Certificate TTL configuration¶
Workload certificate TTL is controlled in the mesh configuration:
apiVersion: v1
kind: ConfigMap
metadata:
name: istio
namespace: istio-system
data:
mesh: |
defaultConfig:
proxyMetadata:
SECRET_TTL: 86400s
SECRET_GRACE_PERIOD_RATIO: "0.5"
The SECRET_GRACE_PERIOD_RATIO of 0.5 means Envoy requests a new certificate when the current one is halfway through its TTL (at 12 hours), well before expiry.
Monitoring certificate expiry¶
Prometheus tracks certificate issuance via the citadel_server_csr_count metric and certificate expiry via proxy secret metrics. The following alert fires if Istiod is failing to issue certificates:
- alert: IstioCertificateIssuanceFailure
expr: increase(citadel_server_csr_count{error!=""}[5m]) > 0
for: 5m
labels:
severity: critical
annotations:
summary: "Istio CA is failing to issue certificates"
- alert: IstioProxyCertificateExpiringSoon
expr: (envoy_server_days_until_first_cert_expiring < 2) > 0
for: 10m
labels:
severity: warning
annotations:
summary: "Envoy proxy on {{ $labels.pod }} has a certificate expiring within 48 hours"
Otto Chriek receives the critical alert outside business hours.
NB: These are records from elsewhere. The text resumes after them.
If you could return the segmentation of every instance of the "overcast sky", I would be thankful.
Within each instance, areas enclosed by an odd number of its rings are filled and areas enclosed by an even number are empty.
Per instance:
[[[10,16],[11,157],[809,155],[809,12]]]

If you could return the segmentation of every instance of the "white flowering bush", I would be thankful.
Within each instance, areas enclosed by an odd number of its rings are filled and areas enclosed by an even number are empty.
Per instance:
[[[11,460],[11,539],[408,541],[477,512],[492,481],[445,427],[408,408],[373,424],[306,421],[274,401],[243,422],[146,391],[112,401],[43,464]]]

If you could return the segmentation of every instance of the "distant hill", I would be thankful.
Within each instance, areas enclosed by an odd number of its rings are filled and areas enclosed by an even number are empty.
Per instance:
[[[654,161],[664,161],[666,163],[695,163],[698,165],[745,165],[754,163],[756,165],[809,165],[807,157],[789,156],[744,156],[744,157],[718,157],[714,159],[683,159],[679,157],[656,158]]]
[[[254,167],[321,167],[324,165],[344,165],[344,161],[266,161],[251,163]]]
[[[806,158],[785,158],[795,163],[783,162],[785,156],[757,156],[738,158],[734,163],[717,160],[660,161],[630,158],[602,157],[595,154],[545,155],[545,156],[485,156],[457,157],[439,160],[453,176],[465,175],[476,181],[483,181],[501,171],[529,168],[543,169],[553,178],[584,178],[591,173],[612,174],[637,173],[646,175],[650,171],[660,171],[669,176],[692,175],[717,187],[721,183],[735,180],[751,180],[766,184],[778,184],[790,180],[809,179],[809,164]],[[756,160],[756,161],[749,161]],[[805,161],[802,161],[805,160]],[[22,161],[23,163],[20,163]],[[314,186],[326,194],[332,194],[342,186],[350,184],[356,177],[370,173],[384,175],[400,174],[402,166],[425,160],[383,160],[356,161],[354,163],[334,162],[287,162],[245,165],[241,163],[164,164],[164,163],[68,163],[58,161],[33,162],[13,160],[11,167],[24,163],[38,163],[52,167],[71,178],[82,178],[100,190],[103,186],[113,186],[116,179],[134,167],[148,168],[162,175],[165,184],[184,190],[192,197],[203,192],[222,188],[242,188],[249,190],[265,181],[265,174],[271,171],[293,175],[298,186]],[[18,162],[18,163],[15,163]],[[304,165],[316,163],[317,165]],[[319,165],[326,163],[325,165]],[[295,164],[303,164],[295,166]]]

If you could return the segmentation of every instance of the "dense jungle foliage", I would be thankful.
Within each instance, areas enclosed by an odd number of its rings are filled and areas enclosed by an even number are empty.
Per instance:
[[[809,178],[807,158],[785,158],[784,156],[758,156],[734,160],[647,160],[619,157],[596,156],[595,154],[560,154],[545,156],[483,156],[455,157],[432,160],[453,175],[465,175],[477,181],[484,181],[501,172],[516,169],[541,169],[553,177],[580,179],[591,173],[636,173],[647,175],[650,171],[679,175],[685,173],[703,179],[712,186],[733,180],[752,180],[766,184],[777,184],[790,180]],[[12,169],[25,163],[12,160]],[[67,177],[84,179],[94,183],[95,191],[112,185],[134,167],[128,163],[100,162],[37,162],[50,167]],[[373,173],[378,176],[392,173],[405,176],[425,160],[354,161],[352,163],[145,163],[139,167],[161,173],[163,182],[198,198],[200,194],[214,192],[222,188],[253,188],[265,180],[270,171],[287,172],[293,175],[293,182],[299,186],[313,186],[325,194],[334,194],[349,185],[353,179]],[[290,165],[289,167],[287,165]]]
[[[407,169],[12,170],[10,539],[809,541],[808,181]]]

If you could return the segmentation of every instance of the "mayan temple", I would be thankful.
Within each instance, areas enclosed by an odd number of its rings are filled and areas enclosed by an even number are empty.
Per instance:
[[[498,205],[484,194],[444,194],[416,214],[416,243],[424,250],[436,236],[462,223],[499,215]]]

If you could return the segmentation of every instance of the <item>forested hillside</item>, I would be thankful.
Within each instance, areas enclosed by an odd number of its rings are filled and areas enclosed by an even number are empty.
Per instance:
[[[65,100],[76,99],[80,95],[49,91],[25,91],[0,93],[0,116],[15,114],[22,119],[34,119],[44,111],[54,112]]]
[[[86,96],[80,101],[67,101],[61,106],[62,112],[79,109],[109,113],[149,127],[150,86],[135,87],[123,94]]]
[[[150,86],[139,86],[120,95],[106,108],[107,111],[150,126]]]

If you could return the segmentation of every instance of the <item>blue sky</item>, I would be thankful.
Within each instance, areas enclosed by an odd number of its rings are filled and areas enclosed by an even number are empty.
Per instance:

Manual certificate rotation¶
Under normal operation, certificate rotation is automatic and requires no intervention. If a workload’s certificate needs to be rotated manually (for example, following a compromise), delete the Envoy secret and the proxy will request a new one:
# Force certificate regeneration for a specific pod
kubectl delete secret -n <NAMESPACE> <POD_NAME>-istio-proxy-tls
kubectl rollout restart deployment/<DEPLOYMENT_NAME> -n <NAMESPACE>
Root CA rotation¶
Rotating the root CA is a disruptive operation that requires coordination across all clusters. The procedure requires running both the old and new root CAs simultaneously for a period sufficient for all workload certificates (issued under the old CA) to have been rotated to the new CA. This window is at minimum 24 hours.
The full root CA rotation procedure is documented separately in the security operations runbook (rootca-rotation.md). Do not attempt root CA rotation without scheduling a maintenance window, notifying Adora Belle, and having Ponder available for the duration. Dr. Crucible has a printed copy of the procedure on his desk for the occasion when it is needed and the documentation system is unreachable.